In ccchang0111/PAM50: Breast Cancer's PAM50 prediction based on patient's RNA-seq data

knitr::opts_chunk$set(
  collapse = TRUE,
  comment = "#>"
)

0. Install PAM50

# install.packages("devtools")
devtools::install_github("ccchang0111/PAM50")

1. Load required packages

library(tidyverse)
library(PAM50)
library(Biobase) ## for parsing ExpressionSet data
library(DT) ## this is optional. It helps render dataframe nicely in html
# library(edgeR) ## for normalizing RNAseq data (method: cpm). This is optional

2. Load example data

Subset of TCGA-BRCA. The data (object name is es) is pre-loaded when PAM50 is called.

es1 <- data.frame(assayData(es)$exprs)
#es1 = data.frame(cpm(es1)) ## raw count => CPM
es1 <- log2(es1+1) ## log2 transform 
ph1 <- pData(es)
an1 <- fData(es)

cat(dim(es1)[1], "genes\n")
cat(dim(es1)[2], "samples\n")
cat(dim(ph1)[2], "features\n")

2.1 Expression data

Here are the first few records of the gene expression data. This is after a log2 transformation.

DT::datatable(es1[1:5, 1:10]) %>% 
  DT::formatRound(c(1:10), digits = 3)

2.2 Annotation data

Gene information. Especially the EntrezID is important for telling PAM50 package which gene is which. It is a unique ID for each gene. Some genes may have the same Symbol, but they will have different EntrezID. Make sure your dataset contains this information.

DT::datatable(an1[1:5, ])

2.3 Phenotype data

This dataframe is not necessary for making prediction. Phenotype data describes the patient metadata, including some basic clinical features like gender and cancer status.

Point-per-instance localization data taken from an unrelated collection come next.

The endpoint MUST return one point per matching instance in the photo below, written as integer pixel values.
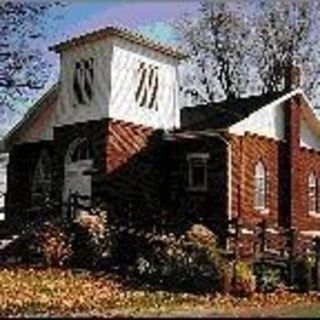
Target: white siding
(126, 59)
(68, 111)
(267, 121)
(308, 139)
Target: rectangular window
(197, 171)
(146, 94)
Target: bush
(89, 239)
(244, 282)
(268, 279)
(189, 262)
(302, 274)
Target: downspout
(229, 174)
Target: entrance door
(77, 165)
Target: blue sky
(152, 18)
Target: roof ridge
(122, 32)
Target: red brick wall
(288, 166)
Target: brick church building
(112, 129)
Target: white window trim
(262, 209)
(204, 158)
(312, 212)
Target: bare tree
(247, 47)
(216, 40)
(23, 66)
(285, 35)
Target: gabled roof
(222, 115)
(121, 33)
(38, 107)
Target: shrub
(302, 274)
(244, 282)
(53, 243)
(268, 279)
(189, 262)
(89, 239)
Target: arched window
(312, 193)
(42, 180)
(260, 187)
(78, 150)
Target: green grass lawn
(53, 292)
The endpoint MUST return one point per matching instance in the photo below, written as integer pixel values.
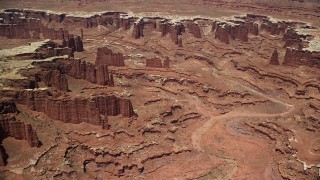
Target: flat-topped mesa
(78, 109)
(234, 30)
(75, 43)
(274, 60)
(193, 28)
(298, 57)
(105, 56)
(54, 78)
(113, 106)
(157, 63)
(51, 49)
(87, 71)
(28, 25)
(75, 110)
(10, 127)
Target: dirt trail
(218, 123)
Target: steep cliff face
(27, 24)
(175, 31)
(10, 127)
(298, 57)
(240, 32)
(274, 60)
(75, 43)
(157, 62)
(166, 63)
(193, 28)
(274, 28)
(20, 131)
(76, 110)
(112, 106)
(292, 39)
(72, 110)
(7, 105)
(236, 31)
(105, 56)
(87, 71)
(154, 62)
(54, 78)
(222, 32)
(137, 30)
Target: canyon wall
(296, 57)
(157, 62)
(10, 127)
(105, 56)
(274, 60)
(54, 78)
(78, 109)
(97, 74)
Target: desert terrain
(186, 89)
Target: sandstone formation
(137, 30)
(154, 62)
(205, 93)
(105, 56)
(54, 78)
(75, 110)
(194, 29)
(158, 63)
(27, 26)
(297, 57)
(7, 106)
(274, 60)
(97, 74)
(10, 127)
(166, 63)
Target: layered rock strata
(157, 63)
(105, 56)
(274, 60)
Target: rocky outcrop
(175, 31)
(105, 56)
(87, 71)
(54, 78)
(112, 106)
(166, 63)
(137, 30)
(239, 31)
(28, 25)
(296, 57)
(193, 28)
(292, 39)
(274, 60)
(10, 127)
(154, 62)
(157, 63)
(72, 110)
(274, 28)
(222, 32)
(75, 43)
(7, 105)
(78, 109)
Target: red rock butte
(201, 89)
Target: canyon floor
(220, 109)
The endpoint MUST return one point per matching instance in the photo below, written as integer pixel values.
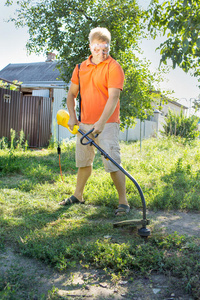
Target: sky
(13, 50)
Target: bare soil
(79, 283)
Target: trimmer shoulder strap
(79, 118)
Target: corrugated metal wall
(32, 114)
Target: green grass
(32, 222)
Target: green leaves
(179, 20)
(63, 26)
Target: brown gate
(32, 114)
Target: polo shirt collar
(88, 61)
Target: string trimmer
(62, 119)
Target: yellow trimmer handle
(63, 119)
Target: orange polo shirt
(95, 80)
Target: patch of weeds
(15, 285)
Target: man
(101, 80)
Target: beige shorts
(108, 140)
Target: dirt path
(93, 284)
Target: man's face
(100, 50)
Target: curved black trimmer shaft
(143, 232)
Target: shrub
(180, 125)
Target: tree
(179, 21)
(180, 125)
(63, 26)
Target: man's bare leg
(82, 177)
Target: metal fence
(32, 114)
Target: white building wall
(145, 128)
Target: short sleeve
(116, 76)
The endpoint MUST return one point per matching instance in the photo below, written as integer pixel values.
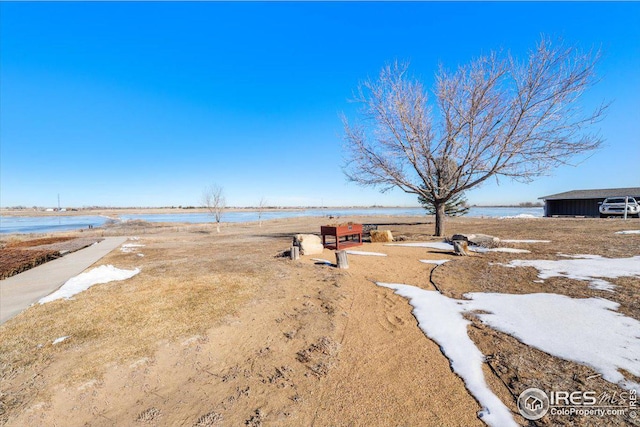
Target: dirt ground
(222, 330)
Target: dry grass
(192, 279)
(183, 290)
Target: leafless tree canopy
(496, 116)
(213, 199)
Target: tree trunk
(440, 217)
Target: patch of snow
(509, 250)
(365, 253)
(433, 245)
(59, 340)
(521, 216)
(130, 247)
(580, 256)
(524, 241)
(440, 318)
(589, 268)
(588, 331)
(435, 261)
(449, 247)
(83, 281)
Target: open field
(222, 330)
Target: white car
(615, 206)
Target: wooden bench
(352, 234)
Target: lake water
(47, 224)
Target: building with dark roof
(583, 202)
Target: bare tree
(496, 116)
(261, 207)
(213, 199)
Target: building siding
(575, 207)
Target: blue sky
(145, 104)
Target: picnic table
(343, 236)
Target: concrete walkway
(20, 291)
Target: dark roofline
(602, 193)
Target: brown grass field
(222, 330)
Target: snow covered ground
(440, 318)
(587, 331)
(589, 268)
(83, 281)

DT::datatable(ph1[1:3, 1:10])

3. PAM50 prediction

PAM50 takes two arguments:

expression dataframe; this is the dataframe shown above (section 2.1). Columns are different samples and rows are different genes. It is important to re-assign rownames of this dataframe to corresponding EntrezID. You can assign unique gene symbols to rownames as well, however, the symbol name may change depending on the RNA-seq platform, but the Entrez ID should be consistent.
cutoff; the default predicted subtype is simply the one with maximum probability, you can also specify a custom cutoff with the cutoff parameter. For example, if cutoff = 0.9, only the subtype with > 0.9 probability and is the max will be assigned to final PAM50 subtype call. If none of the subtypes produce probability > 0.9, the final PAM50 call will be NA.

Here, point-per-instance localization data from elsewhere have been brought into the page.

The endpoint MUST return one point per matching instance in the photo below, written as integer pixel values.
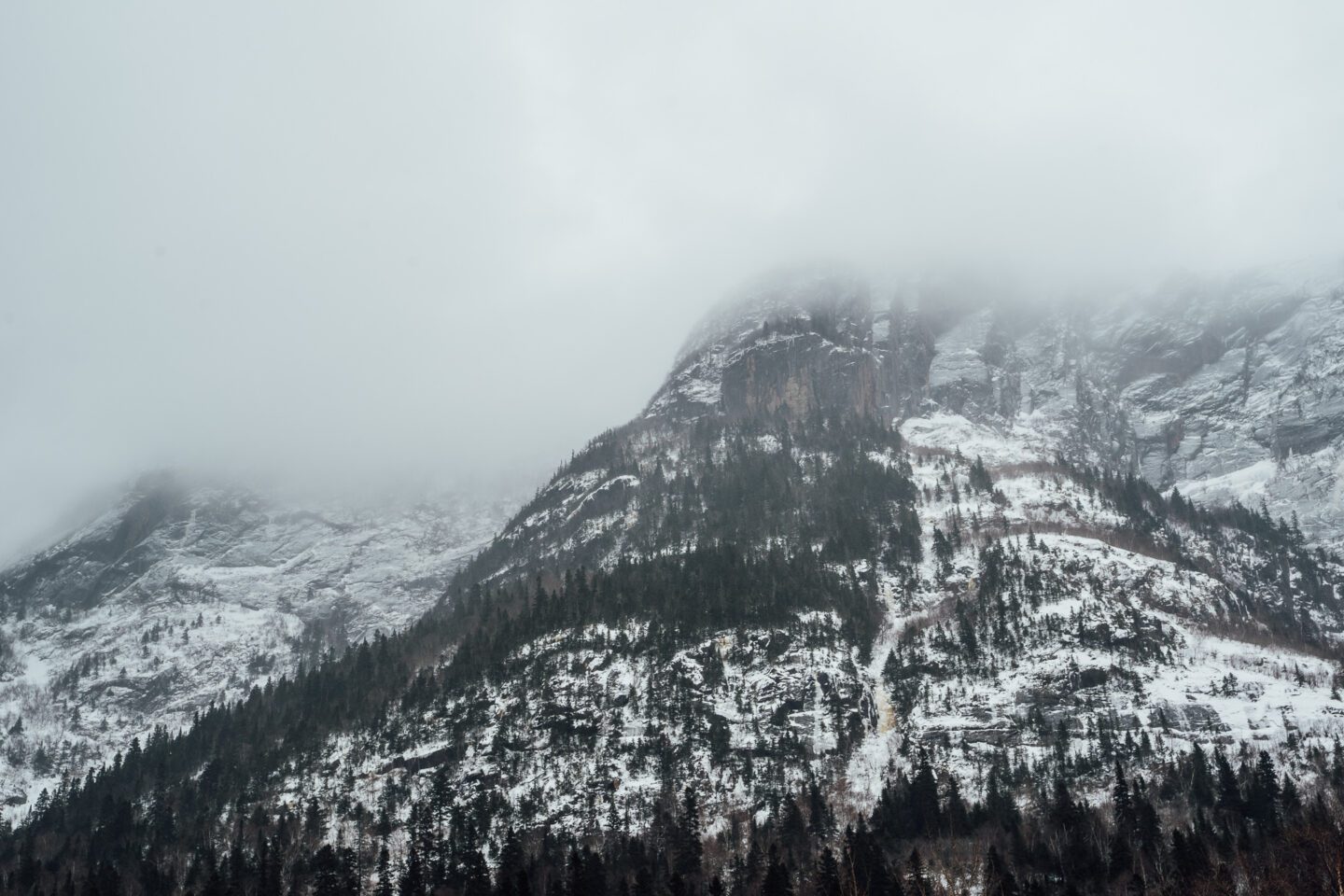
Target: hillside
(928, 578)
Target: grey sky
(465, 237)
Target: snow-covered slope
(847, 539)
(183, 595)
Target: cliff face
(183, 595)
(1228, 391)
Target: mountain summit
(931, 574)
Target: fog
(455, 241)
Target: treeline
(1193, 825)
(680, 596)
(746, 483)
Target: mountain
(928, 568)
(186, 595)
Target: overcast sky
(465, 237)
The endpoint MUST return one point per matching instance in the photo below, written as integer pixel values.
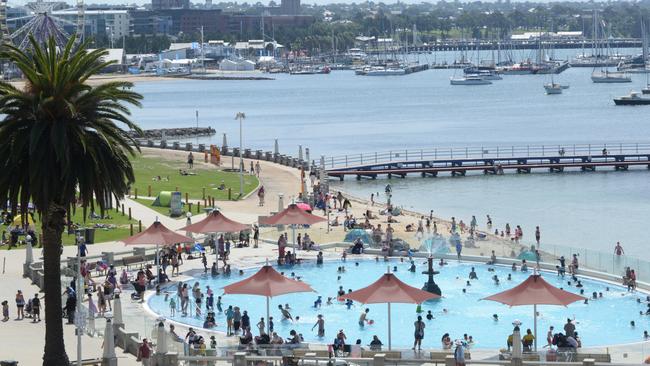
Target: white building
(114, 23)
(236, 65)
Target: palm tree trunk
(53, 225)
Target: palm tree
(61, 144)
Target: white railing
(484, 152)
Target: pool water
(601, 322)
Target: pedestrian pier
(489, 160)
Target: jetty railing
(483, 152)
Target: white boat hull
(393, 72)
(469, 82)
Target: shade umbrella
(304, 206)
(292, 215)
(389, 289)
(269, 283)
(535, 291)
(215, 222)
(157, 234)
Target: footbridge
(489, 160)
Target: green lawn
(120, 227)
(148, 169)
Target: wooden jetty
(489, 160)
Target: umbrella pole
(535, 326)
(157, 265)
(389, 330)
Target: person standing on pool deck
(229, 316)
(569, 328)
(362, 318)
(419, 333)
(320, 323)
(618, 249)
(236, 320)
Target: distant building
(213, 21)
(113, 23)
(118, 57)
(287, 7)
(170, 4)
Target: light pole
(197, 128)
(78, 292)
(241, 116)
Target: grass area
(119, 227)
(148, 168)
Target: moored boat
(632, 99)
(469, 80)
(610, 77)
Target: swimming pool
(604, 321)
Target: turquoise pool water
(600, 322)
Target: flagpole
(535, 325)
(389, 329)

## IMPORTANT! Assign Gene ID to the expression data (es1)
rownames(es1) <- an1$EntrezID

## get prediction
df.pred <- PAM50(es1, cutoff = 0)

DT::datatable(head(df.pred)) %>% 
  DT::formatRound(c(2:6), digits = 3)

It returns a dataframe with prediction result; the row order is the same as your input data. The PAM50 column shows the predicted subtype. The other columns, Basal, Her2, LumA, LumB, and Normal, indicate the probability of each subtype.

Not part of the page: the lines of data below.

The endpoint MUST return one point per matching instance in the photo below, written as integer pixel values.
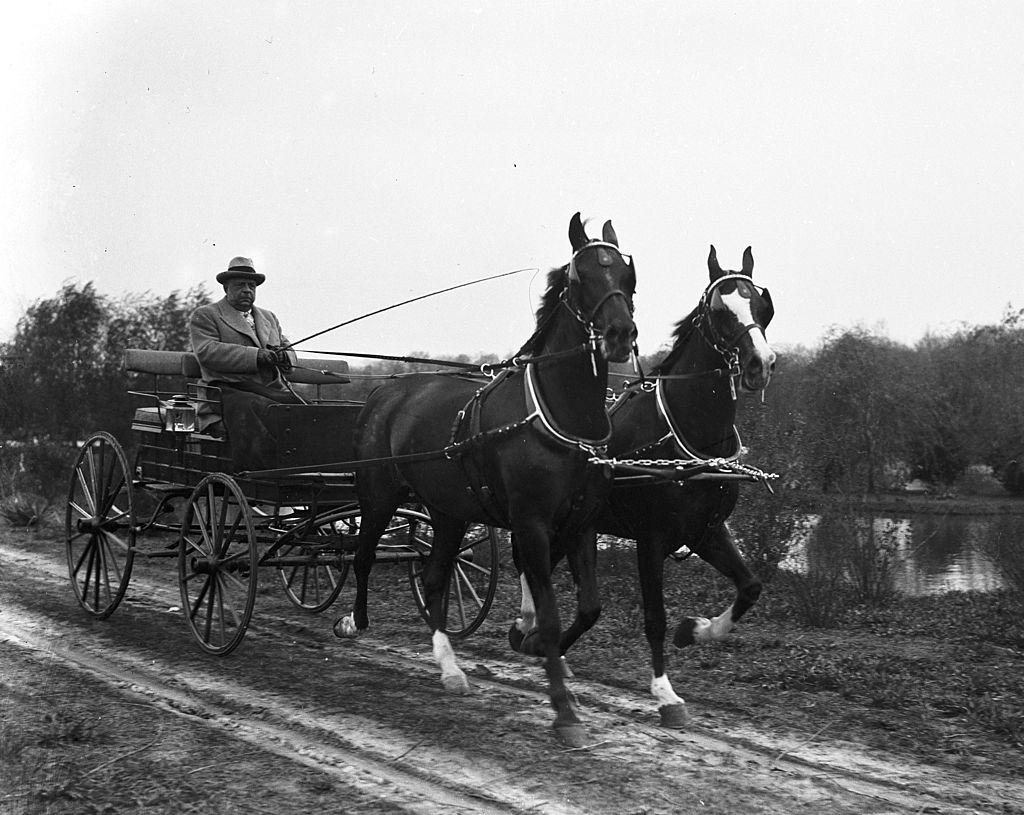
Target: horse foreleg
(372, 526)
(583, 563)
(436, 577)
(525, 624)
(535, 559)
(719, 549)
(650, 564)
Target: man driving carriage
(241, 350)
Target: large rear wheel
(474, 574)
(217, 563)
(99, 525)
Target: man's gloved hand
(265, 357)
(271, 355)
(282, 359)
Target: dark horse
(511, 454)
(685, 412)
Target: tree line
(857, 414)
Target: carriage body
(300, 518)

4. Visualize prediction result

There two methods for us to quickly visualize whether our prediction makes sense:

plotPAM50 Look at the heatmap to see if predicted subgroups have similar gene patterns as Parker's paper. In the heatmap, the order of those 50 genes are the same as Parker's paper.

plotPAM50(es1, df.pred$PAM50)

2.plotValidationGenes Look at 4 well-known genes (can add more genes you know that also have significant patterns for each subgroup):

ERBB2: Her2 gene; Her2 group should have the highest ERBB2 value.
ESR1 : ER gene; LumA and LumB groups should have the highest ESR1 value.
MKI67: tumor growth factor; LumA should have the lowest MKI67 value because LumA patients usually have the best prognosis.
PGR : PR gene; LumA should have the highest PGR value.

You can also visualize any other gene of interest by using the optional argument genes = c("EGFR", "FOXA1"). Note: this funciton currently only supports plotting 50 PAM50 genes.